Alexander Velovich/MOSCOW

SUKHOI PLANS to complete development tests in 1997 of the Su-25TM all-weather version of its Frogfoot attack aircraft, says Vladimir Babak, chief designer for the programme. A new designation, Su-39, has been adopted for the modernised aircraft by the design bureau, although it is not yet approved by the air force.

The Su-39 will be equipped with Phazotron Kopyo-25 multi-function radar pod-mounted on the centreline station under the fuselage. The Kopyo-25 is a derivative of the radar offered for modernisation of the Mikoyan MiG-21, with full air-to-air and air-to-ground capability, including ground mapping in Doppler-beam sharpening and synthetic-aperture modes. According to Babak, the first container pod is being outfitted with radar components at Phazotron and will be ready for the flight tests in May. The radar has a flat-slotted antenna, 500mm in diameter, scanning ±40¡s in azimuth and +20/-40¡ in elevation. A detection range is claimed for the radar of 25km (14nm) for a group of tanks and 22km for a small naval vessel.

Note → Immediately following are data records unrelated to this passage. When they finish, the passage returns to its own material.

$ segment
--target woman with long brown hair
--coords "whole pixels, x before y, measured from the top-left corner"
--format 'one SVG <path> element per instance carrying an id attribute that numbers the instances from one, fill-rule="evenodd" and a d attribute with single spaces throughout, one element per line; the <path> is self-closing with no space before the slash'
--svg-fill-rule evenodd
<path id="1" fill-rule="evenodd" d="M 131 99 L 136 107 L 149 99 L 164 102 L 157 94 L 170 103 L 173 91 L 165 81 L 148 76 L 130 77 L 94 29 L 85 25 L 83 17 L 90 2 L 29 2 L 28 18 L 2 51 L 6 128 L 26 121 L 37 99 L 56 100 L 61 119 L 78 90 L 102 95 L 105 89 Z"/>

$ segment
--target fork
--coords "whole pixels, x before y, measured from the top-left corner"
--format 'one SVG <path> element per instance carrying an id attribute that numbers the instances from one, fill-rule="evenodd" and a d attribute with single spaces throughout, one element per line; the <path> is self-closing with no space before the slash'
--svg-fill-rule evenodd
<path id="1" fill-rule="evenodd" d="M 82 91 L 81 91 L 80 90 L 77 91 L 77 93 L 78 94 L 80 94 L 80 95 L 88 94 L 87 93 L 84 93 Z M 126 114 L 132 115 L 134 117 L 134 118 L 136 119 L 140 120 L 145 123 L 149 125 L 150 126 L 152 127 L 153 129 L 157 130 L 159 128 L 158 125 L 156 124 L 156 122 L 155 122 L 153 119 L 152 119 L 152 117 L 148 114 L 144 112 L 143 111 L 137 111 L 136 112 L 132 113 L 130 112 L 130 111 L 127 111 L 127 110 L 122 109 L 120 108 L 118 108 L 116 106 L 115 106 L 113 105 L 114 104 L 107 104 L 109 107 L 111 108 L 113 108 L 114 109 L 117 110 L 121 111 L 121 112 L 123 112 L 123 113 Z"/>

In the air-to-air mode, detection of a fighter-class target is provided at 16km in head-on situations, or 7km in tail-on situations.

Babak says that the contract for the modernisation programme was issued by the air force, and sufficient funding is being provided for the Su-25 upgrade development effort. So far, one Su-39 has been completed by the Ulan-Ude production plant. Two Su-25Ts of a pre-production series of eight aircraft manufactured at Tbilisi, in Georgia, have also been converted.

The major weapon of the Su-39 is the Vikhr anti-tank guided missile, 16 of which can be carried under the wing.

Air-to-air weapons options will include the Vympel R-27, R-27ER (AA-10 Alamo), Molniya (AA-8 Aphid), R-60 and Vympel R-73 (AA-8 Aphid), Vympel R-77 (AA-12 Adder) missiles. The Su-39 may carry four Zvezda Kh-31A (AS-17 Krypton) or Zvezda Kh-35U (AS-X-20) anti-ship missiles, as well as four Raduga Kh-58U (AS-11 Kilter) radar-suppression missiles.

The infra-red (IR) signature of the Su-39 has been lowered by a factor of three to four, Sukhoi says, and an IR Sukhogruz jammer has been placed in the bottom of the vertical fin.

Extra air intakes on the upper surface of the engine nacelles convey cooling air into the jet exhaust, while hot turbine blades are hidden from the view of approaching infra-red seekers by a specially shaped centre-body installed in the gas flow after the turbine. The UV-26 dispenser houses 19mm infra-red flares or chaff cartridges.